HP DL320s, single 2.67 GHz Xeon 3070 CPU, 4 GB RAM, 12x 300 GB 3.5” 15k rpm SAS disks

- nfs server for users’ Maildirs, and the customer care mail database.

DL140 G3, dual 2.67 GHz Xeon 5150 CPUs, 8 GB RAM, 2x 100 GB 7.2 krpm SATA disks (for booting from only) x2

- user-facing servers - the first hosting a number of Xen instances for people to read mail using mutt or adjust their procmail setups, as well as pop3 and imap servers, and the second running webmail and the web frontend for the customer care mail system.

mm, tasty.

Unfortunately, I don’t have a budget of fifteen grand to spend on the above, so I’m going to make do with just the one box. In fact, it’s worse than that, as I’m also going to have to use this machine as a replacement for our ftp server, our “friends’n’family” webserver, and as a backup server (connected to a nice lto2 tape array).

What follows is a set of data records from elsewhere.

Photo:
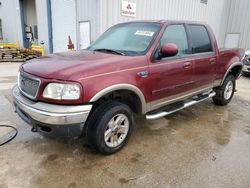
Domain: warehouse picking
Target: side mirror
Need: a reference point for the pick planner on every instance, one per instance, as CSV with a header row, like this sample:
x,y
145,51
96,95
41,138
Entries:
x,y
169,50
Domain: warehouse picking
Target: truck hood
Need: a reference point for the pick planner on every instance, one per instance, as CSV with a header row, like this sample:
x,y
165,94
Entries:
x,y
74,65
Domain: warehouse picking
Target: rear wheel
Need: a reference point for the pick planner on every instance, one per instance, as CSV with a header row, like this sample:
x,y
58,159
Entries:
x,y
110,127
225,93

As a result, I plumped for the following:

HP DL320s, single 2.67 GHz Xeon 3070 CPU, 4 GB RAM

- with an upgrade to a 512 MB battery-backed write cache

2x 72 GB 15k rpm 3.5” SAS disks

- a RAID 1 array for the mail queue and system partitions

10x 250 GB 7.2k rpm 3.5” SATA disks

- for users’ Maildirs

Total price was about £3,000 - a fifth of the cost of doing it right.

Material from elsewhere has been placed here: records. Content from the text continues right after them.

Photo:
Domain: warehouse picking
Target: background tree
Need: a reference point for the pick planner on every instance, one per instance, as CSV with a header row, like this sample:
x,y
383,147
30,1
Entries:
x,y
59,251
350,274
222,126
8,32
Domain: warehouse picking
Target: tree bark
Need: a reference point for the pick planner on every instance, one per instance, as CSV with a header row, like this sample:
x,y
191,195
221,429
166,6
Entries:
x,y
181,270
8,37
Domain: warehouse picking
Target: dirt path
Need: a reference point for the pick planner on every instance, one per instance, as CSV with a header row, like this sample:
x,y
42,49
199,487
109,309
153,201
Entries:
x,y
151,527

Meet flurry, our new mailserver

Things won’t be so awful for our technical staff - I’ll export their Maildirs to their own Xen instances on our big development server, laganside - so they can read their mail nice and quickly there. And I’ll probably inject the half-million message mailshots from infuse, a Xen instance elsewhere on our network. Even so - the new setup will merely provide a noticeable improvement to our users, rather tham being “zomg ultra-turbo-plus-plus!”. bah!

My task for the rest of week is to thoroughly benchmark the new machine, dubbed flurry. In particular, I’m interested to see the difference in speed between the various disk array setups that are open to me - JBOD (2.5 TB available), RAID 1+0 (1.25 TB available), RAID 5 (2.25 TB available), and RAID 6 (2.0 TB available).

My instinct is to go for either JBOD or RAID 6 - two disk failures will kill a RAID 5 array, and has a 50% chance of killing a RAID 1+0. With that number of disks, from the same manufacturer (a number of different batches, though), and subject to the same physical environment, the chances of experiencing multiple disk failures is higher than I’d like. I’m willing to be persuaded otherwise if the performance penalty for RAID 6 turns out to be huge, though.

Anyway, flurry has now been running memtest86+ for just over 24 hours, so it’s time for me to go start the benchmarking. hurrah!